Burning Bridges & The Importance of Reputation In The Poker Affiliate Industry

Throughout my seven year tenure in the online gaming industry, I have seen a lot of crazy things. I have forged hundreds of quality relationships and made several business partnerships throughout this time. Anyone that knows my history in the industry knows that I have made a few different strategical moves along the way.

It’s funny when I look back over all these years. Many of the best relationships I have began back in 2005 when people bought my ebook, PartyRiches. During my tenure in this industry, one of the most rewarding things has been is seeing all the affiliates I have mentored who are now truly living the dream.

There are a couple fundamental principals in this industry however that have allowed the strong to survive, and unfortunately the weak to fall apart. I want to share these observations of mine because I believe they are of the utmost importance to affiliates, operators, and providers.
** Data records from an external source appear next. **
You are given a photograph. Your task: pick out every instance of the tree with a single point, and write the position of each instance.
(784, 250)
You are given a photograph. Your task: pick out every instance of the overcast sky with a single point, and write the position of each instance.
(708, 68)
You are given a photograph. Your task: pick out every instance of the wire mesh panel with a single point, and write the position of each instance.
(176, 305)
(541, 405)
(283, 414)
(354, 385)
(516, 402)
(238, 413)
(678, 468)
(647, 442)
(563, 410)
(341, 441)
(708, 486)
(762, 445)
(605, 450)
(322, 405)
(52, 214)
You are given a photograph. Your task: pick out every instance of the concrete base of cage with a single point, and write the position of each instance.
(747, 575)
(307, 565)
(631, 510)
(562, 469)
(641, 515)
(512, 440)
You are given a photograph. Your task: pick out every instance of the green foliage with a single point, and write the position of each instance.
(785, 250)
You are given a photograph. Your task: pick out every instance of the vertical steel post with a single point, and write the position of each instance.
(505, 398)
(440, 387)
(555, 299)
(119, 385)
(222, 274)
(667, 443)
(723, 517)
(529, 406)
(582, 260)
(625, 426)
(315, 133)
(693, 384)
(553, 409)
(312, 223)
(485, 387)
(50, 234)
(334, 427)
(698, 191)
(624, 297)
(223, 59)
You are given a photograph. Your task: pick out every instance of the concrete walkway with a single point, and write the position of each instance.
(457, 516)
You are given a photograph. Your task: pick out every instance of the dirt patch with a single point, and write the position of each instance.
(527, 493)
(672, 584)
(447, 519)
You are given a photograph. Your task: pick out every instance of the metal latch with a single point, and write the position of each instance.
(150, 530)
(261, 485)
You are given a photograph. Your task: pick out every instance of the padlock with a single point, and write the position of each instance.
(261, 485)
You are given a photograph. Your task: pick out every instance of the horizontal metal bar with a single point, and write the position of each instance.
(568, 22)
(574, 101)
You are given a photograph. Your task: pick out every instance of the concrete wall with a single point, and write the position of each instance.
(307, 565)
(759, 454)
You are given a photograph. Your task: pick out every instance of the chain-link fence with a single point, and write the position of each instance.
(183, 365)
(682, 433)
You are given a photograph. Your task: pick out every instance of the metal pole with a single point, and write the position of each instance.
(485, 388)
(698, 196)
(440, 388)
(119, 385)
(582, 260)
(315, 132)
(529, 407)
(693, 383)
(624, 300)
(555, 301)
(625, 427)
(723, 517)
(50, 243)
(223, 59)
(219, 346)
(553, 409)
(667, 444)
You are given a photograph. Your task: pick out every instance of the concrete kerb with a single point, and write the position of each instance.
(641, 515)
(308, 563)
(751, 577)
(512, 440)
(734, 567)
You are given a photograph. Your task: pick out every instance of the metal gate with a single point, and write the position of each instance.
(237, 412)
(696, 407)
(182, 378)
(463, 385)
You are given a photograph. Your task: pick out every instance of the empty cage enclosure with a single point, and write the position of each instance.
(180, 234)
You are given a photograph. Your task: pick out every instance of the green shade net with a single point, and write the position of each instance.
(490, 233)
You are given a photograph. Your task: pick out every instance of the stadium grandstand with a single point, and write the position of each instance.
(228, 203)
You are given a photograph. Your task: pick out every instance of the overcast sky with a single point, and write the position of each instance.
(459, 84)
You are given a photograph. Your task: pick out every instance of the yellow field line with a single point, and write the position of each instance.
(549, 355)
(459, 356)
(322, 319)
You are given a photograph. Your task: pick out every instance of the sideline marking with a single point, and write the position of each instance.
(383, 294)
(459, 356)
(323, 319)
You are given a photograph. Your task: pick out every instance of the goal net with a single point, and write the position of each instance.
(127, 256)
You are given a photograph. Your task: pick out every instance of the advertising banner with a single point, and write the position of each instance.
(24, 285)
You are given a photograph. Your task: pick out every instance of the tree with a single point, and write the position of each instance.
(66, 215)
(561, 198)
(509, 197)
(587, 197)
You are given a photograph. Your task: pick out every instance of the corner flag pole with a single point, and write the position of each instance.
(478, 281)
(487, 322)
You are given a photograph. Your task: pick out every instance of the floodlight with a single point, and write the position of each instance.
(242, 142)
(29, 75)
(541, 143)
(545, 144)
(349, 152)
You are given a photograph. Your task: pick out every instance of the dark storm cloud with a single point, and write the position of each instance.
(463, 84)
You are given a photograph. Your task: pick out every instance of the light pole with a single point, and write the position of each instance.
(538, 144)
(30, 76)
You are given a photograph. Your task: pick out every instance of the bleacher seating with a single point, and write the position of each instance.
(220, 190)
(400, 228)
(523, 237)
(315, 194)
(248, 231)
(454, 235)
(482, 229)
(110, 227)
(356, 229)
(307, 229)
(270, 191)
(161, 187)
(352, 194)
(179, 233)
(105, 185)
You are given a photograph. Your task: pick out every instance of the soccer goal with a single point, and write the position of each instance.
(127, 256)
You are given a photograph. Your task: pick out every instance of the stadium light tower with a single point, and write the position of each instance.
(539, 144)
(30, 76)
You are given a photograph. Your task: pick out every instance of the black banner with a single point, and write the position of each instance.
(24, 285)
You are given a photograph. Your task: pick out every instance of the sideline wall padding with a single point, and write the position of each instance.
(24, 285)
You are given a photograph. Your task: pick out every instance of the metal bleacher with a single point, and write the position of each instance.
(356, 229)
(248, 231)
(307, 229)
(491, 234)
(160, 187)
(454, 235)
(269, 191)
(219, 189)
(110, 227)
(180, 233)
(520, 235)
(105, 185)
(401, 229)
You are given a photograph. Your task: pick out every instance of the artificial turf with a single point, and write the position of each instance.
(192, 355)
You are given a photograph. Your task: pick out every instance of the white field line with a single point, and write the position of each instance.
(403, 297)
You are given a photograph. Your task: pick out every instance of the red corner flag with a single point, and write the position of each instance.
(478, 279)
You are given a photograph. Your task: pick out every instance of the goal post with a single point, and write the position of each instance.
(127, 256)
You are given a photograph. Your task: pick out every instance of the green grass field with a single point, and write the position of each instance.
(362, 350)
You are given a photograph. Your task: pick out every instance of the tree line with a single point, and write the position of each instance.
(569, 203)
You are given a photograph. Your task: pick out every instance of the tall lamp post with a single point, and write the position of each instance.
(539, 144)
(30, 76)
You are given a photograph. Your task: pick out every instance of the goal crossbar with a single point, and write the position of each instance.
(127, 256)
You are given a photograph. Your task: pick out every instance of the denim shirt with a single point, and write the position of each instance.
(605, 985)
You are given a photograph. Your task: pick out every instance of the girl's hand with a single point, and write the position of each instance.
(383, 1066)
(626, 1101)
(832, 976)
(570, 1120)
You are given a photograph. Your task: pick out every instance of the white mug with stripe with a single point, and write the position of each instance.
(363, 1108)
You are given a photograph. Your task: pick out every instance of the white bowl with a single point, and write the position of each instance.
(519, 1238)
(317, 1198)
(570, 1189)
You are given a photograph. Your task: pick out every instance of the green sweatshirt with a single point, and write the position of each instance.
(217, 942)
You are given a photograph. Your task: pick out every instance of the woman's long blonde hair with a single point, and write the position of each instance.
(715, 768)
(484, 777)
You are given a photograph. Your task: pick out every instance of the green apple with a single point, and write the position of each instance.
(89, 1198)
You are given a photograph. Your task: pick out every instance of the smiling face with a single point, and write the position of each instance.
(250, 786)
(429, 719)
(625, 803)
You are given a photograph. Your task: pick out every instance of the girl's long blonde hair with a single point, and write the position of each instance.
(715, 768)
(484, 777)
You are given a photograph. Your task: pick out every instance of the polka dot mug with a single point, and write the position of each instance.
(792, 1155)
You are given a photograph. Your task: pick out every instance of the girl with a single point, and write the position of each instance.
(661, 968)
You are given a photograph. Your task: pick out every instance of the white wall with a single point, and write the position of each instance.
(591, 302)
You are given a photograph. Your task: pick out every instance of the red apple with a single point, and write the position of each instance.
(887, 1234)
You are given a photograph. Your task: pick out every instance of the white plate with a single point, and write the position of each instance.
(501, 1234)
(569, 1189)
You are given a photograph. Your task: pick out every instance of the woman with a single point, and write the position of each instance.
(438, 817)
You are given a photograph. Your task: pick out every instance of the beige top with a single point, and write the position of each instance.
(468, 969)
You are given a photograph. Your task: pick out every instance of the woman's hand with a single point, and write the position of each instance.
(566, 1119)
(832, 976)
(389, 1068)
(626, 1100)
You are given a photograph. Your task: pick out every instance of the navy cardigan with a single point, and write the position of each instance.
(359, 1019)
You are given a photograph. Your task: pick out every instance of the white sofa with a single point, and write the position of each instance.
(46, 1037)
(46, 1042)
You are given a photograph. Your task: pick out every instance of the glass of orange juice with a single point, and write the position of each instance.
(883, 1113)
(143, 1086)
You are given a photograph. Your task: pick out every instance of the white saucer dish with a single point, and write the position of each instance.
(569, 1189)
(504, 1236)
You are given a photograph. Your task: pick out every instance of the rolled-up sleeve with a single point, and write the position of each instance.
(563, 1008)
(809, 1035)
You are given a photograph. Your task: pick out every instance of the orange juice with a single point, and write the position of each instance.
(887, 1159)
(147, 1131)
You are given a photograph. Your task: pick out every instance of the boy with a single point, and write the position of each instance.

Although the gaming affiliate market is huge in our minds, it’s actually a pretty small tight knit group in the big scheme of things. If a program screws over affiliates, within a day it will spread like wild fire. If a top affiliate is caught spamming or cookie stuffing, the same will apply. If you get into a nasty battle in a forum thread with another affiliate, it will be remembered. Likewise as an affiliate, if you publicly slam an affiliate program and call them crooks because one player maybe didn’t track, this does not go un-noticed by every other A.M. out there.

With that said, always remember your reputation and how important it is in the online gaming affiliate industry. In fact, next to your performance, your reputation is everything. This is probably more important for operators and providers than it is individual affiliates. Nonetheless, I always ask myself if what I am doing is going to positively or negatively affect my reputation. Of course my first love is being an affiliate and buying new sites like  PokerSelect.com <—-Shameless plug for link exchange requests.

But as a provider, founding the PAW forums, the PAW Network, and now PAL; I have to be cognitive that although I may be a seen as a leader amongst poker affiliates and poker affiliate programs today, I could destroy my reputation in a very short amount of time by making bad strategic moves or not using common sense.

Secondly, I have learned throughout these years that it is never smart to burn bridges in our industry. In the poker affiliate industry I have been involved in several partnerships and various relationships. Some worked out while others failed miserably.

Regardless the outcomes of the various business relationships, I have always opted to take the high road and not burn bridges. The program or person you may be pissed at today, could be someone you are depending on or NEED to do business with years down the road. Remember, in this industry there is one thing that is constant, and that is change. If you can’t adapt to change, being a gaming affiliate, operator, or provider is the wrong industry for you to be in.